There are seven types of Public Reports, but the ultimate one obtained for a new subdivision is a Final Public Report (called a WHITE). A Public Report is a disclosure statement which provides consumer protection in the sale of subdivided land, including air space subdivisions. It is issued by the Bureau of Real Estate (BRE) after the submission of a filing package, their initial review, deficiency submission, the recording of certain documents and their final review. The BRE process should be started after the City or County approves the tentative map and before construction commence.
The following is a brief description of the major steps in obtaining a Final Public Report. (Note: This procedure and the mandated time frames do not apply to application for Preliminary Public Reports, Interim Public Reports, Conditional Public Reports and Amended or Renewed Reports.)
Step 1. A subdivider (or agent -BRE Processor from Chicago Title Company) fills out a Notice of Intention and submits it, together with a fee and the required complement of documents, to the BRE.
Step 2. The application package is reviewed to ensure that everything needed for initial processing has been submitted (Minimum Filing Package).
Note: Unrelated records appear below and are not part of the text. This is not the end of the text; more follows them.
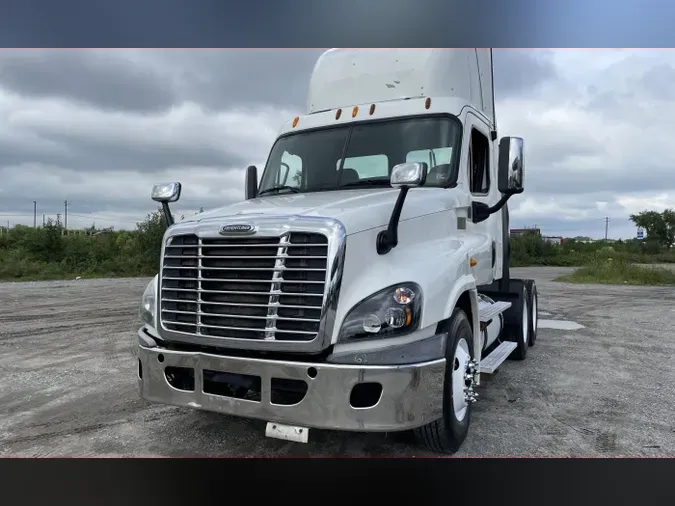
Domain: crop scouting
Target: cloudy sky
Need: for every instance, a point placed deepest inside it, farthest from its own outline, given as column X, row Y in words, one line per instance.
column 98, row 128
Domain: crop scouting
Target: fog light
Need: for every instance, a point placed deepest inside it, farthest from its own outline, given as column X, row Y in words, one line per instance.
column 395, row 317
column 404, row 295
column 372, row 324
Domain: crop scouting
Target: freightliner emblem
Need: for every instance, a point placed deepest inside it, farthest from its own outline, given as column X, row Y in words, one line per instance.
column 237, row 228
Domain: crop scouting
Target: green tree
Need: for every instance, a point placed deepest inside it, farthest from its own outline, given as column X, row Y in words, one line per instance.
column 660, row 227
column 149, row 241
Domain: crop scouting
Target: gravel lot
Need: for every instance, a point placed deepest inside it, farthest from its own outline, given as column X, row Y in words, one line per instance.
column 67, row 382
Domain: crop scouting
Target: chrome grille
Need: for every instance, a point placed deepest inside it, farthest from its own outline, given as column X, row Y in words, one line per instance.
column 259, row 288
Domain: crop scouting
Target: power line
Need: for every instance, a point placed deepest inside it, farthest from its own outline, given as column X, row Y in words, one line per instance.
column 18, row 215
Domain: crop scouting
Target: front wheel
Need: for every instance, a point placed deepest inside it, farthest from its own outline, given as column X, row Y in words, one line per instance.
column 447, row 434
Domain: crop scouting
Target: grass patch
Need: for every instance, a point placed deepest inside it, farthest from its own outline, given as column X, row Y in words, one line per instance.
column 620, row 273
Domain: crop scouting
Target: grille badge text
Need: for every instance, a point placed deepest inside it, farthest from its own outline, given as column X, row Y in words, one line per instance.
column 237, row 228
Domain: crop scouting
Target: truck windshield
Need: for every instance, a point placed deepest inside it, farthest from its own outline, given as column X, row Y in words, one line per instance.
column 361, row 155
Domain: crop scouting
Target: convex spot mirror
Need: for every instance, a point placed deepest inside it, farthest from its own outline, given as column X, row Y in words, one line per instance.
column 166, row 192
column 510, row 165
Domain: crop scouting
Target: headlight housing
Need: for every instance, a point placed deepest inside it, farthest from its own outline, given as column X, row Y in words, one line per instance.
column 147, row 310
column 391, row 312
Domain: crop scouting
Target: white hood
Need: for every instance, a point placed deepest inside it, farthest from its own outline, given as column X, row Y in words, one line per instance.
column 357, row 210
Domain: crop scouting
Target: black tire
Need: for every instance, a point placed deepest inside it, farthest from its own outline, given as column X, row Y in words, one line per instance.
column 518, row 331
column 533, row 301
column 447, row 434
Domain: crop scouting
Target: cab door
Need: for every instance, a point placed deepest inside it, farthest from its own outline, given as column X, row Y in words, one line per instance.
column 480, row 175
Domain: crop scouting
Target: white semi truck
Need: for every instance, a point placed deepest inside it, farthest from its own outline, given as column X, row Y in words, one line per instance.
column 363, row 284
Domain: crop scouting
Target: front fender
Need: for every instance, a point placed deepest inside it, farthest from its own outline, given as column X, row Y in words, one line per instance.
column 430, row 253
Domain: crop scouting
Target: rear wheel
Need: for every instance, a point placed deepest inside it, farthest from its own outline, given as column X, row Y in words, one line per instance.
column 519, row 331
column 447, row 434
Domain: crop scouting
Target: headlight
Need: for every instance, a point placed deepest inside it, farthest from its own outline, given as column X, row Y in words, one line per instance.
column 148, row 304
column 390, row 312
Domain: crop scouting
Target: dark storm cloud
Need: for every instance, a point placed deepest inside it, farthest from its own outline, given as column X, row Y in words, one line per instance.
column 153, row 81
column 91, row 155
column 105, row 80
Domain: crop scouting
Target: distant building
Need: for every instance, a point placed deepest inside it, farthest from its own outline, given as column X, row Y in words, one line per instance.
column 517, row 232
column 552, row 239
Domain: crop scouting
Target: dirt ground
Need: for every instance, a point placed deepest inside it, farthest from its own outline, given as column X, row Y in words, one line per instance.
column 68, row 387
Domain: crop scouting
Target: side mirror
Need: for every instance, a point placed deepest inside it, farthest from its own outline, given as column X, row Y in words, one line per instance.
column 408, row 174
column 166, row 192
column 251, row 187
column 510, row 165
column 403, row 176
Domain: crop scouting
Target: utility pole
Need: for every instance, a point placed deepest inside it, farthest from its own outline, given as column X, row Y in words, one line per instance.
column 65, row 219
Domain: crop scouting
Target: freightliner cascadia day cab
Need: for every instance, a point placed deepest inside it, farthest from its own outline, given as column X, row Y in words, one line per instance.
column 363, row 284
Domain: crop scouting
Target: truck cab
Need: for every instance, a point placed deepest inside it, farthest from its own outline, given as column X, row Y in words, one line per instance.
column 363, row 283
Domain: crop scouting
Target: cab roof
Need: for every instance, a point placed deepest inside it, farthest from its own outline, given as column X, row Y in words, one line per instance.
column 348, row 77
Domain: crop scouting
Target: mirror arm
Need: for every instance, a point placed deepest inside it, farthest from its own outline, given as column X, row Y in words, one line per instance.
column 481, row 212
column 388, row 239
column 168, row 217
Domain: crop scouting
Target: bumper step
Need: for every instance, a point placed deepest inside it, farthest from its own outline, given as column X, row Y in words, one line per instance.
column 287, row 432
column 490, row 363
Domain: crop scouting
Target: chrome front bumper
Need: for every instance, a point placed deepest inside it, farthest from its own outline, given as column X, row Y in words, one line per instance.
column 412, row 395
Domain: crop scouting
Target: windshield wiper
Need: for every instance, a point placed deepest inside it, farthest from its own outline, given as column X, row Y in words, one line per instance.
column 376, row 181
column 277, row 189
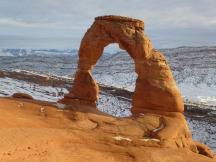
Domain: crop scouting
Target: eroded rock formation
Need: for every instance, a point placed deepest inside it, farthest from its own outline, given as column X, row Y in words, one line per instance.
column 155, row 87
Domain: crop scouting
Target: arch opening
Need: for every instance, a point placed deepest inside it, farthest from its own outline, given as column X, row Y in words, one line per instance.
column 115, row 73
column 155, row 87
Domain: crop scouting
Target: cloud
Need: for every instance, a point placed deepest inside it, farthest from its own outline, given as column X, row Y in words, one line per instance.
column 188, row 18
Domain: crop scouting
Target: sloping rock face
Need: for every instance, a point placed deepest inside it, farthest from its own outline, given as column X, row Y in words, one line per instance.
column 155, row 87
column 35, row 131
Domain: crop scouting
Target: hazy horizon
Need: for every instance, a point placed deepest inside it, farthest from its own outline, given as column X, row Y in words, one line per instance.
column 62, row 24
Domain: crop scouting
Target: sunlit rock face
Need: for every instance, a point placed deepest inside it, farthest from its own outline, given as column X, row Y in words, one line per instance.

If it has, the fee is processed and a file number is assigned to the application. If it has not, the filing package will be returned to the subdivider (or agent).
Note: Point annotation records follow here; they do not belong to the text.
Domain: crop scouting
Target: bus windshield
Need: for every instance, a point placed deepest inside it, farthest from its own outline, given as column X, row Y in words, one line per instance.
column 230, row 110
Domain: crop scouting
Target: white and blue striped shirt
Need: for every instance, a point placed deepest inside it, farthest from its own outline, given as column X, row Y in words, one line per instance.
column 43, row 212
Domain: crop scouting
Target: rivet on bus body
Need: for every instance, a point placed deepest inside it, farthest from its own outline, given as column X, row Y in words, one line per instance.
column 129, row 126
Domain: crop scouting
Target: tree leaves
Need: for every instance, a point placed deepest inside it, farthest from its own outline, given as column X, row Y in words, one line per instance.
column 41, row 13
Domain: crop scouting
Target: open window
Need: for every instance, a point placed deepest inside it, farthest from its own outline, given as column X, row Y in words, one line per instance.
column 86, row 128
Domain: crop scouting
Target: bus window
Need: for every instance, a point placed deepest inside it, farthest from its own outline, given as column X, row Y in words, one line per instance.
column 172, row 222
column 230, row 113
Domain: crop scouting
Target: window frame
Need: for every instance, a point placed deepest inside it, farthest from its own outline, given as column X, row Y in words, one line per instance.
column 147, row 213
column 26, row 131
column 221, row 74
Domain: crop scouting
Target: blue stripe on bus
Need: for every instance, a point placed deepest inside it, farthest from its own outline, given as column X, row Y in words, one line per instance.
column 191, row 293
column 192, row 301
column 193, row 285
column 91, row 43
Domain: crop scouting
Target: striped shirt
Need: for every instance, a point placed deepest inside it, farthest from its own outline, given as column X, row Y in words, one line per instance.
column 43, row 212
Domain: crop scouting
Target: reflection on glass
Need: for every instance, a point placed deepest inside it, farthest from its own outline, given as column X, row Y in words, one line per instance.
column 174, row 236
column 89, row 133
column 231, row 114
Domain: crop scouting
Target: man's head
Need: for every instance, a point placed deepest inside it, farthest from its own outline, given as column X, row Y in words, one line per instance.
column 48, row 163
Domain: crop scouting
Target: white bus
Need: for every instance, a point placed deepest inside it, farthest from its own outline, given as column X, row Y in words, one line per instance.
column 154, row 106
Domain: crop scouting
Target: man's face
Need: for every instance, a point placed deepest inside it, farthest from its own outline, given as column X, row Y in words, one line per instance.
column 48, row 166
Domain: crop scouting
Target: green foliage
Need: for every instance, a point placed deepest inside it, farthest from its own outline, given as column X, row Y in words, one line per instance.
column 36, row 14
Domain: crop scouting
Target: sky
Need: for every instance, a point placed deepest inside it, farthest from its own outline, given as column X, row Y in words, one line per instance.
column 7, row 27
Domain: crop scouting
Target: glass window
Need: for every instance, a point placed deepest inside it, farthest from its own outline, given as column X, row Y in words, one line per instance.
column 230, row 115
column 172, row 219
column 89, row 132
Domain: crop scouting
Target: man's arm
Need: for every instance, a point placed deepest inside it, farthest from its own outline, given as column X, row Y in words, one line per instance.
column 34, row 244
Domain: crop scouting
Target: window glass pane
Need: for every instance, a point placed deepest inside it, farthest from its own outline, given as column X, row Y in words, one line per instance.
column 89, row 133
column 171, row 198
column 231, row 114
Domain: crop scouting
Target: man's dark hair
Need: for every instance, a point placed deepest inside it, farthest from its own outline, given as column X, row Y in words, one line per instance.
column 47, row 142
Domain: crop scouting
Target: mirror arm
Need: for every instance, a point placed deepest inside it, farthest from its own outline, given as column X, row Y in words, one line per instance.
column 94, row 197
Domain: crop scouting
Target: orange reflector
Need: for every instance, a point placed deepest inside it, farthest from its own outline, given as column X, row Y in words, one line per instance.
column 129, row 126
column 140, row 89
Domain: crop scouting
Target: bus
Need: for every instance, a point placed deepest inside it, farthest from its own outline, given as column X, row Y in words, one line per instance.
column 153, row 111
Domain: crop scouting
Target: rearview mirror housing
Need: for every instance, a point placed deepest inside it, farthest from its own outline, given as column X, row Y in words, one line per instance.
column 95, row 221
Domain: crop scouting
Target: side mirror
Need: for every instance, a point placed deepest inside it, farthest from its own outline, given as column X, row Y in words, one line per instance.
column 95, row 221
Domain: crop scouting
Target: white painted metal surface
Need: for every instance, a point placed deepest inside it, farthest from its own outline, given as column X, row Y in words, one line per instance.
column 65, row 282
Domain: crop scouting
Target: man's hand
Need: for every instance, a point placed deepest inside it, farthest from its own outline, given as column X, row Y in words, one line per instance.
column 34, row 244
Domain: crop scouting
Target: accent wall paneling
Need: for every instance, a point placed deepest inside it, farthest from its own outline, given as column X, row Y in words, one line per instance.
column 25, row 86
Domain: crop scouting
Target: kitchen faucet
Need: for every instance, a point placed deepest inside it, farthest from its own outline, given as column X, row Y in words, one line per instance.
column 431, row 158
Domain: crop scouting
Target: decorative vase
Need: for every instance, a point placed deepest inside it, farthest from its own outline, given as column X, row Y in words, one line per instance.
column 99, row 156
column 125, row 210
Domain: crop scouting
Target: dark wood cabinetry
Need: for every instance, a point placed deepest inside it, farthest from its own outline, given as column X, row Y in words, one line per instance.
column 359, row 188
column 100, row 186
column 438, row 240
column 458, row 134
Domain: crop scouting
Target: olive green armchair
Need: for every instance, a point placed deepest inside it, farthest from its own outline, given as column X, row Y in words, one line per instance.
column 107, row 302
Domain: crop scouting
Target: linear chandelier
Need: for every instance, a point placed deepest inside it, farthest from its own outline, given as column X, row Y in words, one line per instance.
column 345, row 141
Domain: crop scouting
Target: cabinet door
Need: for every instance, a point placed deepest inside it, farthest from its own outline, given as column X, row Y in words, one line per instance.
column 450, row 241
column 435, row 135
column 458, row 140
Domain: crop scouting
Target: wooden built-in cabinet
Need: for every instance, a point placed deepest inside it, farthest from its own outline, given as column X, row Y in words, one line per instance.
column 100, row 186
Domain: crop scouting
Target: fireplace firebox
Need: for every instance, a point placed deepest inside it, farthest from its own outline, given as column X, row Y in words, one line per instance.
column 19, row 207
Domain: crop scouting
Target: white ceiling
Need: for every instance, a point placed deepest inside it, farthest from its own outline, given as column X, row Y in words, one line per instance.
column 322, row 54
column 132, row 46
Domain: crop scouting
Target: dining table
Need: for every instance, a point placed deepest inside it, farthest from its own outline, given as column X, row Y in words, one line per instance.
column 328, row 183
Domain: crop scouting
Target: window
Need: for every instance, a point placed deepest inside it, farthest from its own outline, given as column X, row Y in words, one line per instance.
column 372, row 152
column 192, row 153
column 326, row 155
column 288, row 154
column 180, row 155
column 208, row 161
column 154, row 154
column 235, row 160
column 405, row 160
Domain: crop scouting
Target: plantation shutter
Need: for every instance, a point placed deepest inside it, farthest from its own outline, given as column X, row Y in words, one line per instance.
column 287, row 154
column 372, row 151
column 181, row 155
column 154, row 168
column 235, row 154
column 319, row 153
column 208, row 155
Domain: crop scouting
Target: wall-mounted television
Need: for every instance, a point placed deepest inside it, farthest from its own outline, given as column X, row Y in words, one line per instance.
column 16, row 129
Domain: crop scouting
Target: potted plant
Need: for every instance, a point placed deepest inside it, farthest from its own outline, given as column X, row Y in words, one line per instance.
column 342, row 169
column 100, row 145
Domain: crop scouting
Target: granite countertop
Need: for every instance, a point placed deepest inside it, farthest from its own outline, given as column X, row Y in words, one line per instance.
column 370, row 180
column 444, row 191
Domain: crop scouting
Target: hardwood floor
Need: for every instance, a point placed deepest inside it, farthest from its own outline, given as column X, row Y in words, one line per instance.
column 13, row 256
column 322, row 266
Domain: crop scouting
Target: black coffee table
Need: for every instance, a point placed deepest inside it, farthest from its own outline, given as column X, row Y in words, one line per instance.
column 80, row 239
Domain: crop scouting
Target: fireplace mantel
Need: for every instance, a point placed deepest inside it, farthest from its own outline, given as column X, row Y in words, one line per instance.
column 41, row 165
Step 3. The file is reviewed to determine if it qualifies as a Substantially Complete Application (SCA).
Within 10 days after initial receipt of the Minimum Filing Package, the Bureau of Real Estate must notify the applicant whether or not the file meets Substantially Complete Application requirements. If it does not, the applicant is notified which documents are missing via a Quantitative Deficiency Notice.
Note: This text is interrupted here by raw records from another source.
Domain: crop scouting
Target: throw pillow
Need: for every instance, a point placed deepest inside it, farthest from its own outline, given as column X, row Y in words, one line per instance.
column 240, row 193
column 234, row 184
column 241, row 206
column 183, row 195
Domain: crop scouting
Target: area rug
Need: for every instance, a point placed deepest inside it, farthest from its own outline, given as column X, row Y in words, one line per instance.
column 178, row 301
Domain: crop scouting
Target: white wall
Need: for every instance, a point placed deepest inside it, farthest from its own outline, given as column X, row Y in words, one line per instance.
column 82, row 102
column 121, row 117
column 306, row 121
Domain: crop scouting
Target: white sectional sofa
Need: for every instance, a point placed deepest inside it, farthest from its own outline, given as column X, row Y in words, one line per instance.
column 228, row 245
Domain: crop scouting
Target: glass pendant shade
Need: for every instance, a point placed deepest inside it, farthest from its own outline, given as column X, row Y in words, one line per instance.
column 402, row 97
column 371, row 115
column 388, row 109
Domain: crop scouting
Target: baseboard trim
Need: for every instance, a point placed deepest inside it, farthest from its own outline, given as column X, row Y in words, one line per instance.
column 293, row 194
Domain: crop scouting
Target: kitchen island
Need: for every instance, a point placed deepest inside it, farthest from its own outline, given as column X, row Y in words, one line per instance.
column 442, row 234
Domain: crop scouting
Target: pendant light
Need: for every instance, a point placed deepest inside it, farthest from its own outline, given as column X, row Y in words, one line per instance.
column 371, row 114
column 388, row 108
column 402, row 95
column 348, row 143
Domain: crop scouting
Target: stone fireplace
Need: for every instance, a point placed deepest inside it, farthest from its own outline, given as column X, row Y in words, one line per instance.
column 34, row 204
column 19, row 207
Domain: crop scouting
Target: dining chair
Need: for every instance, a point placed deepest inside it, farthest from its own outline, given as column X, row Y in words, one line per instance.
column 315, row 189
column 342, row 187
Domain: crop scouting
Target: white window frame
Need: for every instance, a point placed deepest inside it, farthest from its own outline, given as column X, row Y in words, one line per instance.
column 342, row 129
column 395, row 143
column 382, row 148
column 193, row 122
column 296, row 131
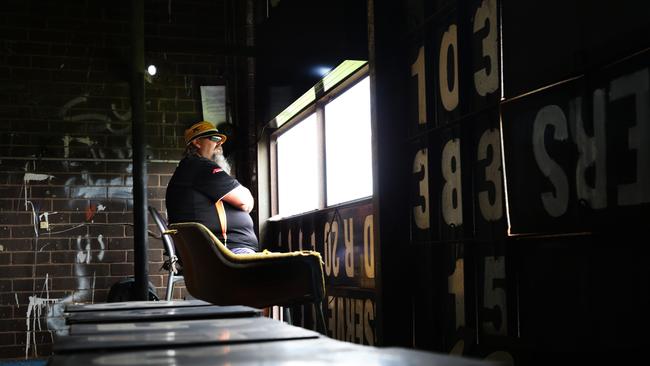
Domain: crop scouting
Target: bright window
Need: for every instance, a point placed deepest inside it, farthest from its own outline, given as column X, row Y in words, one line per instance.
column 323, row 154
column 298, row 189
column 347, row 145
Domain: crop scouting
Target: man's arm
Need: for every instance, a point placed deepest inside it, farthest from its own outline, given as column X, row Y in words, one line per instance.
column 240, row 198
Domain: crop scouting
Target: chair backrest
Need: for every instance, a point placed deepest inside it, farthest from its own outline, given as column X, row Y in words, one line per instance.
column 214, row 274
column 162, row 226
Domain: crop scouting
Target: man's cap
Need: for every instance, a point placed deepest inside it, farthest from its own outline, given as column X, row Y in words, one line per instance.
column 202, row 129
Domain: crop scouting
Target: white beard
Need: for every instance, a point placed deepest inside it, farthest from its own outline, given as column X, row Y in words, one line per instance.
column 221, row 160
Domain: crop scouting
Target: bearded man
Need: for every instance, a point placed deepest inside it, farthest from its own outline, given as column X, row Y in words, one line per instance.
column 202, row 190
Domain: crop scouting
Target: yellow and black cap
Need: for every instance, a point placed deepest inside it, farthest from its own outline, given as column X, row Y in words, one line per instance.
column 203, row 129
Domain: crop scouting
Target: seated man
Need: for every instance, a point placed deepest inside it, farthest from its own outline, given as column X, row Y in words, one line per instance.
column 202, row 190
Files that do not meet Substantially Complete Application requirements will be placed in a pending file and will not be further processed for a Final Public Report.
Step 4. Once all the necessary documents are received, the applicant will be notified that the file qualifies as Substantially Complete and file processing for a Final Public Report will begin.
The file is assigned to a Special Investigator who reviews the file and prepares a Qualitative Deficiency Notice. This Qualitative Deficiency Notice indicates what additional documentation is needed to issue the Final Public Report and also points out where there is a need to supplement, correct or amend anything that is already part of the file.
Step 5. If the subdivision is a Common-Interest filing (condominiums, planned developments etc.) the budget file is reviewed by BRE Special Investigator. They prepare Budget Deficiency Notices covering their particular area of review, and correspond with the Single Responsible Party (SRP) regarding any budget deficiencies.
Step 6. The Special Investigator sends an all-encompassing (except for possibly association budget deficiencies) Qualitative Deficiency Notice to the Single Responsible Party (SRP). This step must be completed within 20 days (Standard) or 60 days (Common Interest) from the date BRE determined the file to be Substantially Complete.
Step 7. The SRP responds to the Qualitative Deficiency Notice directly to the Special Investigator and responds to the Budget Deficiency Notice directly to the Budget Special Investigator, with a copy to the Special Investigator. The SRP's response may take weeks or months depending on circumstances.
Step 8. The Special Investigators review the comprehensive, qualitative response for correctness and, as dictated by the response, may send additional Deficiency Notices. The Deputy must respond within 20 days (Standard) or 30 days (Common Interest) from the date of receipt of the correspondence.
Step 9. After having corrected all deficiencies, the SRP will be notified to record the CC&R's, obtain bonds, etc. When recorded documents, etc., are received, the Special Investigator will determine if the file is "perfected", and if so, prepare a draft Public Report and send it to the appropriate typing unit.
Step 10. A Final Public Report is prepared and issued to the party named by the applicant as the Single Responsible Party. The Final Public Report must be issued within 10 days (Standard) or 15 days (Common Interest) from the date the file is "perfected".
Step 11. The SRP is given the Original of the Public Report for reproduction. Copies are made for distribution for your sales in the project and provided to Subdivider/Developer.
Each recipient of a Public Report must sign a receipt for it. The receipts must be kept by the subdivider for three years.
*Conditional Public Report has not mandated timeframes but is typically issued between 70-100 days. Sample Purchase Agreement must be accepted by BRE in order for report to be issued.